Rancher HA

The commands/steps listed on this page can be used to check your Rancher Kubernetes Installation.

Make sure you configured the correct kubeconfig (for example, export KUBECONFIG=$PWD/kube_config_cluster.yml).

Check Rancher Pods

Rancher pods are deployed as a Deployment in the cattle-system namespace.

Check if the pods are running on all nodes:

  1. kubectl -n cattle-system get pods -l app=rancher -o wide

Example output:

  1. NAME READY STATUS RESTARTS AGE IP NODE
  2. rancher-7dbd7875f7-n6t5t 1/1 Running 0 8m x.x.x.x x.x.x.x
  3. rancher-7dbd7875f7-qbj5k 1/1 Running 0 8m x.x.x.x x.x.x.x
  4. rancher-7dbd7875f7-qw7wb 1/1 Running 0 8m x.x.x.x x.x.x.x

If a pod is unable to run (Status is not Running, Ready status is not showing 1/1 or you see a high count of Restarts), check the pod details, logs and namespace events.

Pod Details

  1. kubectl -n cattle-system describe pods -l app=rancher

Pod Container Logs

  1. kubectl -n cattle-system logs -l app=rancher

Namespace Events

  1. kubectl -n cattle-system get events

Check Ingress

Ingress should have the correct HOSTS (showing the configured FQDN) and ADDRESS (host address(es) it will be routed to).

  1. kubectl -n cattle-system get ingress

Example output:

  1. NAME HOSTS ADDRESS PORTS AGE
  2. rancher rancher.yourdomain.com x.x.x.x,x.x.x.x,x.x.x.x 80, 443 2m

Check Ingress Controller Logs

When accessing your configured Rancher FQDN does not show you the UI, check the ingress controller logging to see what happens when you try to access Rancher:

  1. kubectl -n ingress-nginx logs -l app=ingress-nginx

Leader Election

The leader is determined by a leader election process.
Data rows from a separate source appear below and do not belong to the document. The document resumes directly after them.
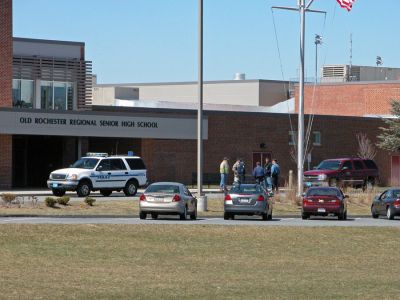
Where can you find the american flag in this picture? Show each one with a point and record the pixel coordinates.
(347, 4)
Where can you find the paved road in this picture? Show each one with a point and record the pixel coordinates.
(295, 222)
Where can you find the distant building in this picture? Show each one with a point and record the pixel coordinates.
(346, 73)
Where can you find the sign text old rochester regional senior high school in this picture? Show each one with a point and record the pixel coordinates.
(67, 124)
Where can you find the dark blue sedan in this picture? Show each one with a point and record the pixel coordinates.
(387, 204)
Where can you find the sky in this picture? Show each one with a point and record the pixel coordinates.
(156, 40)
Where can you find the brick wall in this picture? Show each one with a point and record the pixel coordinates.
(240, 134)
(5, 161)
(5, 88)
(349, 99)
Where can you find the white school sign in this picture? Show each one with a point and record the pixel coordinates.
(98, 124)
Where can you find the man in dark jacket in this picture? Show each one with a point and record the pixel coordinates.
(258, 173)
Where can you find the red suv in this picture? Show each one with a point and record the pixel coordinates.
(356, 172)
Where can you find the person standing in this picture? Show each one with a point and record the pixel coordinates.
(224, 171)
(267, 171)
(242, 171)
(258, 173)
(235, 170)
(275, 171)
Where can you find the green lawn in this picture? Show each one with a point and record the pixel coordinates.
(197, 262)
(131, 207)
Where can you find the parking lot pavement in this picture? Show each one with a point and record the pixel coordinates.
(245, 221)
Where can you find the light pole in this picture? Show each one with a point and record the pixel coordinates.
(318, 41)
(302, 8)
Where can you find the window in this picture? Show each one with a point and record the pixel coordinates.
(56, 95)
(358, 165)
(117, 164)
(23, 93)
(136, 164)
(105, 165)
(347, 165)
(292, 137)
(370, 164)
(317, 138)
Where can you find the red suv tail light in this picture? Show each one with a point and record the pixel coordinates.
(176, 198)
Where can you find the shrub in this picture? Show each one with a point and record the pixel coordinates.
(63, 200)
(89, 201)
(50, 201)
(8, 198)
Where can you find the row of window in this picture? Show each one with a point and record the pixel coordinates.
(53, 94)
(315, 138)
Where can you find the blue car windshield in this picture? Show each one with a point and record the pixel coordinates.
(323, 192)
(85, 163)
(329, 165)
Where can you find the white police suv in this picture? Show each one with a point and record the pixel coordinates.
(98, 171)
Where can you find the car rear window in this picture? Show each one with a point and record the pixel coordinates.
(329, 165)
(370, 164)
(323, 192)
(164, 189)
(136, 164)
(246, 189)
(358, 165)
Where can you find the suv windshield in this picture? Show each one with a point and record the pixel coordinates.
(329, 165)
(85, 163)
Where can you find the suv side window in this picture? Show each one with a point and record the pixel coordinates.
(105, 164)
(117, 164)
(358, 165)
(135, 163)
(347, 165)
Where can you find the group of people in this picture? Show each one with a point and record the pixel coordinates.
(267, 175)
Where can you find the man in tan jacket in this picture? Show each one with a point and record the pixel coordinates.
(224, 171)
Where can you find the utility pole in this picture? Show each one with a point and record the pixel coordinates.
(302, 8)
(200, 103)
(318, 41)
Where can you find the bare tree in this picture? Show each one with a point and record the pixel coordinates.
(366, 148)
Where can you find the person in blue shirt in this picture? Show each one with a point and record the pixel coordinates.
(275, 171)
(258, 173)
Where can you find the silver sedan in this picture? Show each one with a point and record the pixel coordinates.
(248, 199)
(167, 198)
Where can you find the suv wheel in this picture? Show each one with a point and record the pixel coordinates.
(130, 188)
(105, 193)
(83, 189)
(58, 192)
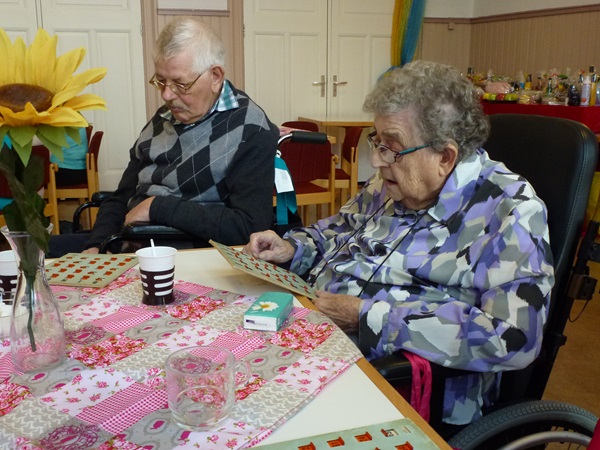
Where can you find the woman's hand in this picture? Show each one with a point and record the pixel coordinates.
(139, 213)
(342, 309)
(269, 246)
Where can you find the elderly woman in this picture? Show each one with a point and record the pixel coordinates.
(443, 253)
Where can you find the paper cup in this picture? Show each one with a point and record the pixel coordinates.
(157, 272)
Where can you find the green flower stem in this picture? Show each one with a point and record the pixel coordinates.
(26, 213)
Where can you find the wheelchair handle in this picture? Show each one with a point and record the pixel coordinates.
(306, 137)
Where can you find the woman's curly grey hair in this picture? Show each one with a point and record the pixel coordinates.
(447, 105)
(187, 34)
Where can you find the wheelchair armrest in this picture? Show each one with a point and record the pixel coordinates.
(100, 196)
(144, 231)
(395, 368)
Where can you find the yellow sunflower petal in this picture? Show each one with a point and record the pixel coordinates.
(77, 84)
(86, 101)
(19, 49)
(6, 54)
(29, 116)
(42, 60)
(66, 65)
(63, 117)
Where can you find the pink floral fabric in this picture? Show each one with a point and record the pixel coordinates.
(111, 392)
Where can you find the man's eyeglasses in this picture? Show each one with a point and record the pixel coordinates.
(177, 88)
(386, 154)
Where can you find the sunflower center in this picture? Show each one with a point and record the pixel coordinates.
(15, 96)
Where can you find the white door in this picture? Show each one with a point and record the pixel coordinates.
(292, 46)
(285, 54)
(110, 31)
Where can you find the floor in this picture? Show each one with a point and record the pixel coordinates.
(575, 377)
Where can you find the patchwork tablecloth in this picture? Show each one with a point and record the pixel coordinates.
(110, 392)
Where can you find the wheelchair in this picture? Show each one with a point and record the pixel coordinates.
(558, 157)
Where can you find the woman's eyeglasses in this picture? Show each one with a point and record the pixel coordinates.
(386, 154)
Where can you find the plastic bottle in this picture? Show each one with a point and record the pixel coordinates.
(593, 86)
(585, 91)
(573, 98)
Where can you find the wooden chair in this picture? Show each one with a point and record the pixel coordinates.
(306, 163)
(84, 191)
(346, 176)
(49, 186)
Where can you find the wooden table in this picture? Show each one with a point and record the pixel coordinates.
(588, 115)
(360, 396)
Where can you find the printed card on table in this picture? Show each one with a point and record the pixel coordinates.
(84, 270)
(264, 270)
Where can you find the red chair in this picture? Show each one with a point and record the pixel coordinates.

After the leader has been determined, the leader (holderIdentity) is saved in the cattle-controllers Lease in the kube-system namespace (in this example, rancher-dbc7ff869-gvg6k).
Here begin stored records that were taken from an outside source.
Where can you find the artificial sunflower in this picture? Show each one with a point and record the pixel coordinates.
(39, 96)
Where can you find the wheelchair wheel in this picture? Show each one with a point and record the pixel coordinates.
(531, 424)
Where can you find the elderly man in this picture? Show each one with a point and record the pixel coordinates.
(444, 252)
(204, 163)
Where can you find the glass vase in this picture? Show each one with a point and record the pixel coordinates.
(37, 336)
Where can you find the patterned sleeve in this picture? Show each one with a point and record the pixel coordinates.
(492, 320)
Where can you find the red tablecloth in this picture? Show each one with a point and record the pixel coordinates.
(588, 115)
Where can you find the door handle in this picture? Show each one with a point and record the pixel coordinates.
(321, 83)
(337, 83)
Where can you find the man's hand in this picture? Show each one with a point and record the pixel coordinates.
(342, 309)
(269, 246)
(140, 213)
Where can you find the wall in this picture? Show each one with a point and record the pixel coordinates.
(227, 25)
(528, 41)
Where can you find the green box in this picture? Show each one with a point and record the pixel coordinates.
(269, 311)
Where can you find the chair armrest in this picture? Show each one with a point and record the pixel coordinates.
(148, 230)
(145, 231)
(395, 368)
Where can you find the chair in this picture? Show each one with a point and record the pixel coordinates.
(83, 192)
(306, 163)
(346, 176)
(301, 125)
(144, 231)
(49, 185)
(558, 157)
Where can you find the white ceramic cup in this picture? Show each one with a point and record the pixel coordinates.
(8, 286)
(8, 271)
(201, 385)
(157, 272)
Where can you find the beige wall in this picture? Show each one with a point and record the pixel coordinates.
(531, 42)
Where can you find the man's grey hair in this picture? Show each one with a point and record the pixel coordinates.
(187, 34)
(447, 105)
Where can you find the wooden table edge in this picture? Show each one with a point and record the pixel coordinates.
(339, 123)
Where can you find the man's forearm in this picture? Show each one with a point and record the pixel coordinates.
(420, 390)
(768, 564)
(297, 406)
  1. kubectl -n kube-system get lease cattle-controllers

Example output:

  1. NAME HOLDER AGE
  2. cattle-controllers rancher-dbc7ff869-gvg6k 6h10m

Configuration

Available as of Rancher 2.8.3

If the Kubernetes API experiences latency, the Rancher replica holding the leader lock may not be able to renew the lease before the lease becomes invalid, which can be observed in the Rancher logs:

  1. E0629 04:13:07.293461 34 leaderelection.go:364] Failed to update lock: Put "https://172.17.0.1:443/apis/coordination.k8s.io/v1/namespaces/kube-system/leases/cattle-controllers?timeout=15m0s": context deadline exceeded
  2. I0629 04:13:07.293594 34 leaderelection.go:280] failed to renew lease kube-system/cattle-controllers: timed out waiting for the condition
  3. ...
  4. 2024/06/29 04:13:10 [FATAL] leaderelection lost for cattle-controllers

To mitigate this, you can set environment variables in the rancher Deployment to modify the default parameters for leader election:

  • CATTLE_ELECTION_LEASE_DURATION: The lease duration. The default value is 45s.
  • CATTLE_ELECTION_RENEW_DEADLINE: The renew deadline. The default value is 30s.
  • CATTLE_ELECTION_RETRY_PERIOD: The retry period. The default value is 2s.

Example:

  1. kubectl -n cattle-system set env deploy/rancher CATTLE_ELECTION_LEASE_DURATION=2m CATTLE_ELECTION_RENEW_DEADLINE=90s CATTLE_ELECTION_RETRY_PERIOD=10s

This will temporarily increase the lease duration, renew deadline and retry period to 120, 90 and 10 seconds respectively. Alternatively, in order to make such changes permanent, these environment variables can be set by using Helm values instead.